After passing an inbound Coast Guard cutter (heading for the base at Alameda, just where we'd come from), we turned north for the Bonita Channel, which provides safe water between the infamous Potatopatch Shoal and the jagged rocks of the Marin headlands. At 9:36 we passed into the channel, whose entrance is marked by a bell buoy to seaward, and the historic Point Bonita lighthouse standing sentinel on the south-west extremity of the headlands.
We soon found the wind veering northwest from west, putting it in about the worst possible place -- one tack took us out to sea, the other into the cliffs. So, we started beating into the fairly fresh breeze, to try to work our way north. As time went on, however, it became clear that we weren't making much progress -- the GPS showed just 2.5 to 3 knots, but our strong wake showed that our speed through the water was higher -- we were obviously fighting a pretty strong current, as well as the wind.
By noon we had Muir Beach in sight ahead; by 12:14 we were close off Muir Beach and tacking out to sea. We seemed to be making even less progress, though; after half an hour Muir Beach was still to the northeast! By this time we could see that there was a solid fog bank sitting across the land to the north of Bolinas, including Drake's Beach -- where we were heading.
Since it seemed like we'd be arriving to anchor in Drake's Bay around midnight, in dense fog, we decided to call it a day and head back. So, at 14:11, with Stinson Beach just to the north, we turned around and headed southeast.
Progress southbound was a good deal faster. We passed Muir Beach at 14:20, shot down the bonita channel, and reached the end of the channel at 14:56. 4 hours 35 minutes up; 45 minutes back!
We turned and gybed into the Gate, and headed in, still in brilliant sunshine -- the daily fog just wasn't showing itself! This made for a great view in. Paola wasn't paying attention though -- after raiding my bookshelf on Friday night, she became thoroughly absorbed in Harry Potter and the Philosopher's Stone; she didn't even look up for the Golden Gate Bridge!
We passed the bridge inbound at 15:22; I got a pic of Horseshoe Cove from the outside, nestling under the Marin hills.
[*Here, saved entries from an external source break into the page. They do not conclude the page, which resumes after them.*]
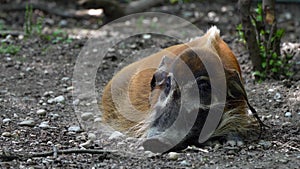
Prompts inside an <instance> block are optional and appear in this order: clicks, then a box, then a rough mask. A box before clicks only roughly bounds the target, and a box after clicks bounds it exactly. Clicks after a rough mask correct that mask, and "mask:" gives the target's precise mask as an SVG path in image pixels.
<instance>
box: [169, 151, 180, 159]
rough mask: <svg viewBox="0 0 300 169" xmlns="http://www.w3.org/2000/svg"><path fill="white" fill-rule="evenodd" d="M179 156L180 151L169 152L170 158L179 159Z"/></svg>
mask: <svg viewBox="0 0 300 169" xmlns="http://www.w3.org/2000/svg"><path fill="white" fill-rule="evenodd" d="M178 157H179V154H178V153H176V152H169V154H168V157H167V158H168V159H169V160H177V159H178Z"/></svg>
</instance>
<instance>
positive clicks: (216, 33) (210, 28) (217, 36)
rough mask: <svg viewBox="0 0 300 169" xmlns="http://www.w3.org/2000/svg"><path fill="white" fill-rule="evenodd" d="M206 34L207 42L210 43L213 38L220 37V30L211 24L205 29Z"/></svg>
mask: <svg viewBox="0 0 300 169" xmlns="http://www.w3.org/2000/svg"><path fill="white" fill-rule="evenodd" d="M206 35H207V36H208V38H207V44H211V42H212V41H213V40H215V39H216V38H218V37H220V30H219V29H218V28H217V27H216V26H212V27H211V28H210V29H209V30H207V32H206Z"/></svg>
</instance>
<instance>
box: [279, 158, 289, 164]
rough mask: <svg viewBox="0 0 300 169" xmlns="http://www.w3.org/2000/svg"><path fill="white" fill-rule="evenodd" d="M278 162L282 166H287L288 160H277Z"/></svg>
mask: <svg viewBox="0 0 300 169" xmlns="http://www.w3.org/2000/svg"><path fill="white" fill-rule="evenodd" d="M279 162H281V163H282V164H287V163H288V160H287V159H279Z"/></svg>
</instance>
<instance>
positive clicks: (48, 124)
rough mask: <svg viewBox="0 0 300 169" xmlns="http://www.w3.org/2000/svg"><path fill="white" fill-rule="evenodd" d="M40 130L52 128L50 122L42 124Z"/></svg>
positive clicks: (39, 126) (47, 122) (45, 121)
mask: <svg viewBox="0 0 300 169" xmlns="http://www.w3.org/2000/svg"><path fill="white" fill-rule="evenodd" d="M39 128H43V129H47V128H50V126H49V122H48V121H43V122H41V124H40V125H39Z"/></svg>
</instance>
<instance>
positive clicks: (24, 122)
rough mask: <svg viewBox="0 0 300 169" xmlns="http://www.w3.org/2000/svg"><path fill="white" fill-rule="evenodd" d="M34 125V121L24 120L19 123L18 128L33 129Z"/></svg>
mask: <svg viewBox="0 0 300 169" xmlns="http://www.w3.org/2000/svg"><path fill="white" fill-rule="evenodd" d="M34 125H35V121H34V120H24V121H22V122H20V123H19V126H28V127H33V126H34Z"/></svg>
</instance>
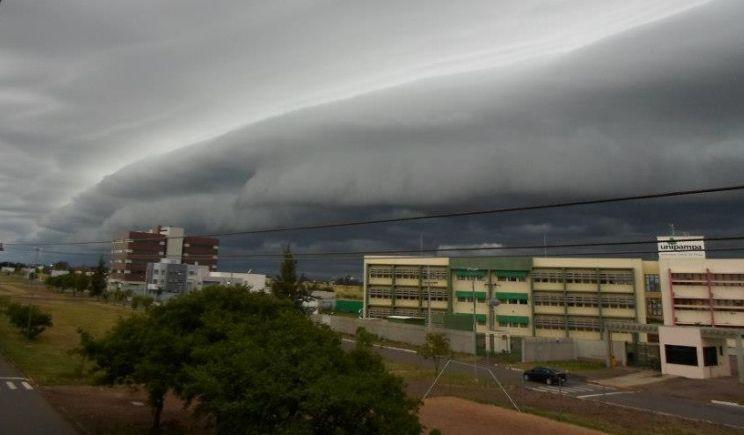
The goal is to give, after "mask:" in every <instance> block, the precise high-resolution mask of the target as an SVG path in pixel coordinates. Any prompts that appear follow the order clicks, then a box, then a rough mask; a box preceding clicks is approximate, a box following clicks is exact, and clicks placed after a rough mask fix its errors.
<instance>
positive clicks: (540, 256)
mask: <svg viewBox="0 0 744 435" xmlns="http://www.w3.org/2000/svg"><path fill="white" fill-rule="evenodd" d="M728 240H744V237H738V238H735V239H733V238H732V239H728ZM595 246H597V245H595ZM494 249H498V248H494ZM520 249H533V250H542V249H543V246H542V245H534V246H533V247H532V248H525V247H522V248H520ZM473 250H482V249H473ZM453 251H466V250H463V249H453ZM734 251H744V247H741V248H740V247H725V248H706V250H705V252H734ZM415 252H416V253H418V252H420V251H415ZM425 252H432V251H431V250H428V251H426V250H425ZM394 253H395V252H389V254H391V255H390V256H388V257H386V256H385V255H375V251H366V252H365V251H349V252H343V251H338V252H314V253H297V254H295V253H293V254H292V255H293V256H294V257H295V258H299V259H302V260H303V261H307V260H321V259H327V258H334V259H350V260H351V259H359V258H361V257H364V256H367V255H370V256H371V255H374V257H375V259H379V260H384V259H395V258H401V255H392V254H394ZM658 253H659V251H658V250H630V251H600V252H597V251H581V252H559V253H551V254H547V255H544V254H542V253H537V254H524V253H518V254H489V255H488V256H489V257H495V258H504V257H573V256H592V255H598V256H599V255H631V254H633V255H636V254H658ZM223 257H225V258H236V259H240V258H255V259H277V258H282V257H283V254H271V253H260V254H233V255H228V256H222V257H220V258H223ZM453 257H457V258H470V257H482V256H480V255H470V256H468V255H457V256H453ZM128 258H131V259H138V258H137V257H136V256H135V257H134V258H133V257H131V256H130V257H128ZM187 258H188V259H194V260H199V258H201V257H199V256H196V255H193V256H189V257H187ZM211 258H212V257H211V256H210V257H208V258H207V259H211ZM434 258H435V257H434ZM139 259H153V258H152V257H149V256H148V257H142V258H139ZM153 260H154V259H153Z"/></svg>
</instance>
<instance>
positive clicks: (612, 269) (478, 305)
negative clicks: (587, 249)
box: [364, 257, 648, 341]
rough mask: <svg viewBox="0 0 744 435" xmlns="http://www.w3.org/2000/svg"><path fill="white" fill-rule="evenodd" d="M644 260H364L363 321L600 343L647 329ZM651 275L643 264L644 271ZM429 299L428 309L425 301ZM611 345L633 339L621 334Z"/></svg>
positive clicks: (376, 259)
mask: <svg viewBox="0 0 744 435" xmlns="http://www.w3.org/2000/svg"><path fill="white" fill-rule="evenodd" d="M644 263H645V262H644V261H643V260H641V259H623V258H529V257H512V258H505V257H477V258H473V257H470V258H443V257H430V258H424V257H421V258H413V257H392V258H391V257H365V260H364V266H365V285H364V302H365V308H364V314H365V316H367V317H378V318H385V317H388V316H391V315H393V316H406V317H412V318H418V319H422V320H424V319H427V318H428V312H429V309H431V313H432V317H431V321H432V323H438V324H444V325H445V326H451V327H456V328H458V329H472V328H473V324H474V323H475V325H474V326H475V329H476V330H477V332H481V333H482V332H488V331H500V332H502V333H507V334H509V335H511V336H540V337H573V338H581V339H600V338H601V330H602V324H603V322H605V321H614V322H617V321H626V322H637V323H645V322H646V300H645V292H644V283H645V282H646V276H645V273H644V270H645V269H644ZM646 268H648V265H646ZM429 295H431V302H430V301H429ZM613 338H614V339H615V340H627V341H631V340H633V336H632V334H624V333H618V334H615V335H614V336H613Z"/></svg>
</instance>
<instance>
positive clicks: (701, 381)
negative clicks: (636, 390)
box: [637, 377, 744, 404]
mask: <svg viewBox="0 0 744 435" xmlns="http://www.w3.org/2000/svg"><path fill="white" fill-rule="evenodd" d="M637 389H639V390H643V391H648V392H651V393H654V394H663V395H669V396H674V397H683V398H686V399H692V400H698V401H700V402H705V403H709V402H710V401H711V400H725V401H731V402H737V403H742V404H744V387H742V384H740V383H739V382H738V380H737V379H736V378H732V377H726V378H713V379H685V378H671V379H666V380H664V381H662V382H658V383H655V384H649V385H642V386H640V387H638V388H637Z"/></svg>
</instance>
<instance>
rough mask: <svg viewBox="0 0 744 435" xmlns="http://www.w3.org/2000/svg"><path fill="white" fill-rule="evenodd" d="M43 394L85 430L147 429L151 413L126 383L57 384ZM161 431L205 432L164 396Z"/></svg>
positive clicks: (118, 432)
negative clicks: (128, 386) (118, 386)
mask: <svg viewBox="0 0 744 435" xmlns="http://www.w3.org/2000/svg"><path fill="white" fill-rule="evenodd" d="M40 391H41V393H42V394H43V395H44V397H45V398H46V399H47V400H48V401H49V403H51V404H52V405H53V406H54V407H55V408H56V409H58V410H59V411H60V412H61V413H62V414H63V415H65V416H66V417H67V418H68V419H69V420H70V421H72V422H73V423H74V424H75V426H76V427H77V428H78V430H80V431H81V433H85V434H136V433H142V434H145V433H148V432H149V429H150V425H151V424H152V414H151V413H150V408H149V407H148V406H147V403H146V402H147V397H146V395H145V394H144V392H142V391H140V390H135V389H130V388H125V387H115V388H106V387H90V386H59V387H43V388H41V389H40ZM162 426H163V428H164V433H180V434H206V433H210V432H209V431H207V430H205V429H204V428H203V425H202V424H200V422H198V421H196V420H194V418H193V417H192V416H191V411H190V410H188V409H184V408H183V404H182V402H181V401H179V400H178V399H177V398H175V397H172V396H169V397H167V398H166V401H165V407H164V409H163V415H162Z"/></svg>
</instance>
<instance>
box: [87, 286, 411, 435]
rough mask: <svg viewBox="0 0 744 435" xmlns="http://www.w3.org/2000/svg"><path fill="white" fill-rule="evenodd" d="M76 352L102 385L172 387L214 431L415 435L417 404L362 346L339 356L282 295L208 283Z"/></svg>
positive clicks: (329, 344) (142, 314) (152, 391)
mask: <svg viewBox="0 0 744 435" xmlns="http://www.w3.org/2000/svg"><path fill="white" fill-rule="evenodd" d="M81 349H82V351H83V353H84V354H85V355H88V356H89V357H90V358H92V359H93V360H94V361H95V362H96V368H97V370H98V371H99V372H100V373H101V374H102V375H103V376H102V379H103V380H104V381H105V382H107V383H110V384H115V383H135V384H142V385H144V387H145V388H146V390H147V391H148V395H149V403H150V405H151V406H152V407H153V415H154V422H153V425H154V426H156V425H157V423H158V419H159V415H160V410H162V404H163V400H164V397H165V394H166V393H167V392H168V391H172V392H173V393H175V394H176V395H178V396H179V397H181V398H183V399H185V400H186V401H187V403H195V404H196V405H197V408H198V410H199V412H201V413H202V414H206V415H207V416H209V417H210V419H211V421H214V423H215V429H216V431H217V432H218V433H318V434H321V433H322V434H325V433H336V434H340V433H361V434H365V433H370V434H371V433H404V434H406V433H419V432H420V429H421V428H420V425H419V422H418V417H417V416H416V410H417V407H418V402H416V401H411V400H409V399H408V398H407V397H406V395H405V391H404V388H403V383H402V380H400V379H399V378H397V377H395V376H392V375H390V374H389V373H388V372H387V371H386V369H385V366H384V364H383V363H382V360H381V359H380V357H379V356H378V355H376V354H374V353H372V352H370V351H369V350H368V349H355V350H353V351H351V352H348V353H347V352H344V351H343V350H342V348H341V346H340V339H339V337H338V335H336V334H335V333H333V332H332V331H330V330H329V329H328V328H326V327H319V326H317V325H315V324H313V323H312V322H311V321H310V320H309V319H307V318H306V317H305V316H303V315H302V314H301V313H299V312H298V311H297V310H296V309H294V307H293V304H292V303H291V302H290V301H288V300H287V299H283V298H282V299H280V298H275V297H272V296H270V295H265V294H252V293H249V292H246V291H245V289H243V288H236V287H209V288H207V289H204V290H202V291H197V292H192V293H189V294H185V295H181V296H178V297H176V298H173V299H171V300H169V301H168V303H167V304H164V305H161V306H155V307H152V309H150V310H148V311H146V312H145V313H144V314H140V315H136V316H134V317H133V318H130V319H126V320H122V321H120V322H119V324H117V326H116V327H114V329H113V330H112V331H111V332H109V334H107V335H106V336H105V337H103V338H101V339H100V340H96V339H93V338H92V337H90V336H89V335H87V334H85V333H83V334H81Z"/></svg>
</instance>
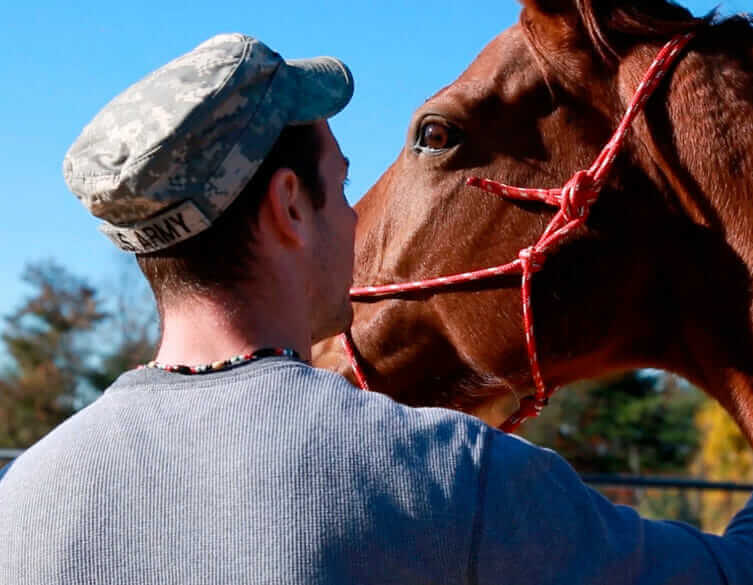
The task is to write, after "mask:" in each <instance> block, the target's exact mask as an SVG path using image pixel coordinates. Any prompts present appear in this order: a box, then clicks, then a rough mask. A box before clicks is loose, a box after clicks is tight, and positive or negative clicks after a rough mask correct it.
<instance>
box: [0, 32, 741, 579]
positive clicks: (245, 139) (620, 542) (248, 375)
mask: <svg viewBox="0 0 753 585" xmlns="http://www.w3.org/2000/svg"><path fill="white" fill-rule="evenodd" d="M352 87H353V86H352V79H351V77H350V74H349V73H348V71H347V69H346V68H345V66H344V65H342V64H341V63H340V62H339V61H336V60H333V59H320V60H308V61H297V62H284V61H282V59H281V58H280V57H279V56H278V55H277V54H275V53H273V52H272V51H271V50H269V49H268V48H267V47H265V46H264V45H263V44H261V43H260V42H258V41H256V40H255V39H252V38H250V37H245V36H243V35H223V36H219V37H215V38H214V39H211V40H209V41H207V42H206V43H204V44H203V45H200V46H199V47H198V48H196V49H195V50H194V51H192V52H190V53H188V54H187V55H185V56H183V57H181V58H179V59H177V60H175V61H173V62H171V63H170V64H168V65H166V66H165V67H163V68H161V69H159V70H158V71H156V72H155V73H153V74H152V75H150V76H149V77H147V78H146V79H145V80H143V81H141V82H139V83H138V84H136V85H135V86H133V87H131V88H130V89H129V90H127V91H126V92H125V93H124V94H122V95H121V96H119V97H118V98H116V99H115V100H114V101H113V102H111V103H110V104H108V105H107V106H106V107H105V108H104V110H103V111H102V112H100V114H99V115H98V116H97V117H95V119H94V120H93V121H92V123H91V124H90V125H89V126H88V127H87V128H86V129H85V130H84V132H83V134H82V135H81V137H79V139H78V140H77V141H76V143H75V144H74V145H73V147H72V148H71V150H70V151H69V153H68V155H67V157H66V162H65V175H66V179H67V181H68V184H69V185H70V186H71V188H72V190H73V191H74V192H75V193H76V194H77V195H78V196H79V198H80V199H81V200H82V202H83V203H84V204H85V205H86V206H87V207H88V208H89V209H90V210H91V211H92V212H93V213H94V214H95V215H97V216H99V217H101V218H102V219H103V220H104V221H105V224H104V226H103V230H104V231H105V233H106V234H107V235H108V236H109V237H110V238H111V239H112V240H113V242H115V244H116V245H118V246H119V247H120V248H122V249H124V250H126V251H128V252H133V253H136V254H137V256H138V259H139V263H140V265H141V268H142V270H143V272H144V274H145V275H146V277H147V279H148V280H149V282H150V284H151V286H152V288H153V290H154V292H155V295H156V297H157V300H158V304H159V309H160V315H161V320H162V332H163V335H162V340H161V344H160V347H159V351H158V355H157V359H156V361H155V362H152V363H150V364H148V365H147V366H146V367H143V368H141V369H138V370H135V371H131V372H126V373H125V374H123V376H121V377H120V378H119V379H118V380H117V381H116V382H115V384H113V386H112V387H111V388H109V389H108V390H107V392H106V393H105V394H104V396H103V397H101V398H100V399H99V400H98V401H97V402H95V403H94V404H93V405H91V406H90V407H88V408H87V409H85V410H83V411H82V412H80V413H79V414H77V415H76V416H74V417H73V418H71V419H70V420H69V421H67V422H66V423H64V424H63V425H61V426H60V427H58V428H57V429H56V430H54V431H53V432H52V433H50V434H49V435H48V436H47V437H46V438H44V439H43V440H42V441H40V442H39V443H38V444H37V445H35V446H34V447H32V448H31V449H29V451H27V452H26V453H25V454H24V455H23V456H22V457H21V458H19V460H17V462H16V463H15V464H14V465H13V466H12V467H11V468H10V470H9V471H8V472H7V475H6V477H5V478H4V479H3V480H2V483H0V584H2V585H7V584H14V585H16V584H31V583H34V584H41V583H44V584H58V583H59V584H66V585H78V584H84V583H119V584H122V583H128V584H152V583H155V584H156V583H176V584H177V583H180V584H193V583H197V584H198V583H211V584H221V583H292V584H297V583H300V584H303V583H311V584H313V583H320V584H335V583H337V584H339V583H342V584H345V583H358V584H368V583H406V584H407V583H410V584H421V583H427V584H428V583H526V584H537V585H542V584H546V583H561V584H604V583H609V584H618V583H625V584H627V583H637V584H648V583H657V584H658V583H690V584H693V583H698V584H703V585H713V584H716V583H730V584H731V583H738V584H742V583H753V554H751V552H752V551H753V509H752V508H751V507H750V506H749V507H747V508H746V509H745V510H743V511H742V512H741V513H740V514H739V515H738V517H737V518H736V519H735V521H734V522H733V523H732V524H731V526H730V529H729V531H728V533H727V535H725V536H724V537H715V536H711V535H704V534H701V533H700V532H698V531H696V530H694V529H692V528H690V527H687V526H683V525H679V524H673V523H662V522H649V521H645V520H643V519H641V518H640V517H638V516H637V515H636V514H635V513H634V512H633V511H632V510H630V509H628V508H622V507H615V506H613V505H611V504H610V503H609V502H607V501H606V500H604V499H603V498H602V497H601V496H599V495H598V494H597V493H595V492H593V491H591V490H590V489H589V488H587V487H585V486H584V485H583V484H582V483H581V482H580V481H579V479H578V477H577V475H576V474H575V473H574V472H573V471H572V469H570V468H569V467H568V466H567V464H566V463H565V462H563V461H562V460H561V459H560V458H559V457H557V456H556V455H555V454H553V453H551V452H549V451H546V450H542V449H538V448H536V447H533V446H531V445H529V444H527V443H525V442H523V441H521V440H519V439H517V438H515V437H512V436H507V435H503V434H501V433H499V432H497V431H495V430H493V429H491V428H489V427H487V426H486V425H484V424H483V423H482V422H480V421H479V420H477V419H475V418H472V417H469V416H465V415H462V414H459V413H455V412H450V411H446V410H441V409H411V408H407V407H403V406H400V405H398V404H396V403H394V402H393V401H391V400H390V399H388V398H386V397H384V396H380V395H376V394H369V393H366V392H361V391H359V390H357V389H355V388H353V387H352V386H350V385H349V384H348V383H347V382H346V381H345V380H344V379H342V378H341V377H339V376H337V375H335V374H332V373H329V372H324V371H320V370H316V369H314V368H311V367H310V366H309V365H307V364H306V360H307V359H308V357H309V352H310V347H311V342H312V340H318V339H321V338H322V337H324V336H328V335H331V334H334V333H336V332H338V331H340V330H342V329H343V328H345V327H346V326H347V325H348V323H349V320H350V317H351V313H350V308H349V303H348V297H347V289H348V286H349V284H350V278H351V269H352V262H353V256H352V250H353V230H354V224H355V217H354V215H353V212H352V211H351V209H350V208H349V206H348V205H347V203H346V201H345V199H344V196H343V192H342V185H343V183H344V181H345V178H346V171H347V161H346V160H345V158H344V157H343V155H342V153H341V152H340V150H339V147H338V146H337V142H336V141H335V139H334V137H333V136H332V133H331V131H330V129H329V127H328V125H327V123H326V122H325V120H326V118H327V117H329V116H331V115H334V114H335V113H336V112H337V111H339V110H340V109H342V108H343V107H344V106H345V105H346V103H347V102H348V100H349V99H350V97H351V93H352ZM262 161H263V162H262Z"/></svg>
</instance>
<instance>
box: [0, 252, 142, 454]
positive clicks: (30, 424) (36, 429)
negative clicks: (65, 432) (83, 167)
mask: <svg viewBox="0 0 753 585" xmlns="http://www.w3.org/2000/svg"><path fill="white" fill-rule="evenodd" d="M22 278H23V280H24V281H25V282H26V283H27V284H28V285H29V286H30V287H31V289H32V292H31V294H30V295H29V297H28V298H27V299H26V300H25V301H24V302H23V303H22V304H21V306H20V307H19V308H18V309H17V310H16V311H15V312H14V313H13V314H11V315H10V316H8V317H6V318H5V330H4V332H3V335H2V342H3V345H4V346H5V352H6V355H7V357H8V358H9V361H10V362H11V364H10V366H9V367H8V368H7V370H6V371H5V372H2V373H0V447H20V448H23V447H27V446H29V445H31V444H32V443H34V442H35V441H37V440H38V439H40V438H41V437H42V436H44V435H45V434H47V433H48V432H49V431H50V430H51V429H52V428H54V427H55V426H57V425H58V424H60V423H61V422H62V421H63V420H65V419H66V418H67V417H69V416H71V415H72V414H73V413H74V412H75V411H76V409H77V408H79V407H80V406H82V405H83V404H85V403H86V402H88V401H89V400H90V399H91V398H93V397H95V396H96V395H98V393H100V392H101V391H102V390H104V389H105V388H106V387H107V386H109V385H110V383H112V381H113V380H114V379H115V377H117V375H119V374H120V373H122V372H123V371H124V370H126V369H130V368H132V367H134V366H135V365H136V364H138V363H141V362H143V361H146V360H148V359H149V358H150V356H151V354H152V351H153V345H154V341H153V337H154V336H153V334H152V333H151V332H152V330H153V325H151V324H152V323H153V313H154V311H153V309H151V308H150V306H149V305H148V304H146V305H145V306H146V307H147V309H146V310H144V311H142V312H139V313H137V314H139V315H146V317H147V318H146V319H144V318H142V319H141V320H140V322H139V319H135V318H133V312H132V311H129V310H123V308H124V302H123V300H122V298H121V299H118V303H117V306H116V307H115V309H116V310H115V311H106V310H105V309H104V308H103V305H104V302H103V301H102V299H101V298H100V297H99V295H98V293H97V291H96V290H95V289H94V287H92V286H91V285H89V284H88V283H87V282H86V281H85V280H83V279H81V278H79V277H77V276H75V275H73V274H71V273H69V272H68V271H67V270H65V269H64V268H63V267H61V266H59V265H58V264H55V263H54V262H44V263H38V264H31V265H29V266H27V268H26V269H25V271H24V273H23V276H22ZM126 290H128V289H126ZM123 298H125V297H123ZM111 304H112V303H111ZM126 304H127V303H126Z"/></svg>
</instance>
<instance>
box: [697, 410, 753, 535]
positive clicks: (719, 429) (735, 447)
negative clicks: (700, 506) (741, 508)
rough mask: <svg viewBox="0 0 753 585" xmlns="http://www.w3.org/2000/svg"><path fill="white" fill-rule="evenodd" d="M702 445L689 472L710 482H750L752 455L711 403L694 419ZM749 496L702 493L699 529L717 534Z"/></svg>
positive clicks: (751, 465) (752, 468) (720, 410)
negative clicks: (714, 532) (699, 526)
mask: <svg viewBox="0 0 753 585" xmlns="http://www.w3.org/2000/svg"><path fill="white" fill-rule="evenodd" d="M695 423H696V426H697V427H698V431H699V433H700V434H701V435H702V436H703V444H702V446H701V449H700V451H699V452H698V454H697V456H696V459H695V461H694V462H693V465H692V469H693V471H694V473H696V474H697V475H701V476H703V477H707V478H708V479H710V480H712V481H737V482H750V481H753V452H751V450H750V445H749V444H748V441H747V440H746V439H745V437H744V436H743V434H742V432H741V431H740V429H739V427H738V426H737V424H736V423H735V422H734V421H733V420H732V419H731V418H730V416H729V415H728V414H727V412H726V411H725V410H724V409H723V408H722V407H721V406H720V405H719V404H718V403H717V402H715V401H712V400H709V401H708V402H706V403H705V404H704V405H703V406H702V407H701V409H700V410H699V411H698V413H697V415H696V418H695ZM748 497H749V494H747V493H744V494H741V493H730V492H706V493H704V494H702V495H701V512H700V517H701V526H703V528H704V530H709V531H711V532H717V533H721V532H722V531H723V530H724V528H725V527H726V525H727V524H728V523H729V521H730V519H731V516H732V514H733V513H734V512H736V511H737V510H739V509H740V508H742V506H743V505H744V504H745V502H746V501H747V499H748Z"/></svg>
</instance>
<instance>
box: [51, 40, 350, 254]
mask: <svg viewBox="0 0 753 585" xmlns="http://www.w3.org/2000/svg"><path fill="white" fill-rule="evenodd" d="M352 95H353V77H352V76H351V74H350V71H349V70H348V68H347V67H346V66H345V65H344V64H343V63H342V62H341V61H339V60H337V59H334V58H332V57H318V58H313V59H299V60H293V61H285V60H284V59H283V58H282V57H281V56H280V55H278V54H277V53H275V52H274V51H272V50H271V49H270V48H269V47H267V46H266V45H264V44H263V43H262V42H260V41H258V40H257V39H254V38H252V37H248V36H245V35H242V34H223V35H218V36H216V37H213V38H211V39H209V40H208V41H206V42H204V43H202V44H201V45H199V46H198V47H196V48H195V49H194V50H192V51H190V52H189V53H186V54H185V55H183V56H181V57H178V58H177V59H175V60H174V61H171V62H170V63H168V64H167V65H165V66H163V67H161V68H159V69H157V70H156V71H154V72H153V73H151V74H150V75H148V76H147V77H146V78H144V79H142V80H141V81H139V82H138V83H136V84H135V85H132V86H131V87H129V88H128V89H127V90H125V91H124V92H123V93H122V94H120V95H119V96H117V97H116V98H115V99H113V100H112V101H111V102H110V103H108V104H107V105H106V106H105V107H104V108H103V109H102V110H101V111H100V112H99V113H98V114H97V115H96V116H95V118H94V119H93V120H92V121H91V122H90V123H89V124H88V125H87V126H86V127H85V128H84V130H83V132H82V133H81V135H80V136H79V137H78V138H77V139H76V141H75V142H74V143H73V145H72V146H71V148H70V149H69V150H68V153H67V154H66V156H65V160H64V161H63V175H64V176H65V180H66V183H67V184H68V187H69V188H70V189H71V191H73V192H74V193H75V194H76V196H77V197H78V198H79V200H80V201H81V202H82V203H83V204H84V205H85V206H86V207H87V209H89V211H91V213H92V214H94V215H95V216H97V217H99V218H101V219H103V220H105V223H104V224H103V225H102V226H101V227H100V229H101V230H102V231H103V232H104V233H105V234H106V235H107V236H108V237H109V238H110V239H111V240H112V241H113V242H114V243H115V244H116V245H117V246H118V247H119V248H121V249H122V250H126V251H128V252H136V253H144V252H154V251H156V250H160V249H163V248H167V247H168V246H171V245H174V244H176V243H178V242H181V241H183V240H185V239H187V238H189V237H191V236H193V235H196V234H198V233H199V232H201V231H203V230H204V229H206V228H207V227H209V226H210V225H211V224H212V222H213V221H214V220H216V219H217V218H218V217H219V216H220V215H221V214H222V212H223V211H224V210H225V209H227V207H228V206H229V205H230V204H231V203H232V202H233V201H234V200H235V198H236V197H237V196H238V195H239V193H240V192H241V191H242V190H243V188H244V187H245V186H246V184H247V183H248V181H249V180H250V179H251V177H253V175H254V173H255V172H256V170H257V169H258V168H259V166H260V165H261V163H262V161H263V160H264V157H265V156H266V155H267V154H268V153H269V151H270V149H271V148H272V146H273V145H274V143H275V142H276V141H277V138H278V137H279V135H280V133H281V132H282V130H283V128H285V126H286V125H289V124H305V123H310V122H314V121H316V120H320V119H324V118H328V117H330V116H333V115H335V114H336V113H337V112H339V111H340V110H342V109H343V108H344V107H345V106H346V105H347V103H348V102H349V101H350V98H351V97H352Z"/></svg>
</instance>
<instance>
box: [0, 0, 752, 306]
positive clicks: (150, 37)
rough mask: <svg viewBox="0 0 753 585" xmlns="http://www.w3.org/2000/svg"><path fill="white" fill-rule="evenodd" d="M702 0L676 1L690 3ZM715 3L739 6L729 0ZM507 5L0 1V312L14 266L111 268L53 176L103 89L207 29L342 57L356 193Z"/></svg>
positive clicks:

After that, it was a pleasant sail around the back of Alcatraz (you want to avoid the front while the tide is flooding), and back under the Bay bridge -- dodging two freighters on the way.
We made it back to the estuary at 16:51, sailing under main and jib; the wind was quite strong in the estuary, and pushed us along nicely right up to Oakland Yacht Club in Alameda, where Bruce Schwab's Ocean Planet is docked. We finally got back to the berth at 17:55 -- BBQ time!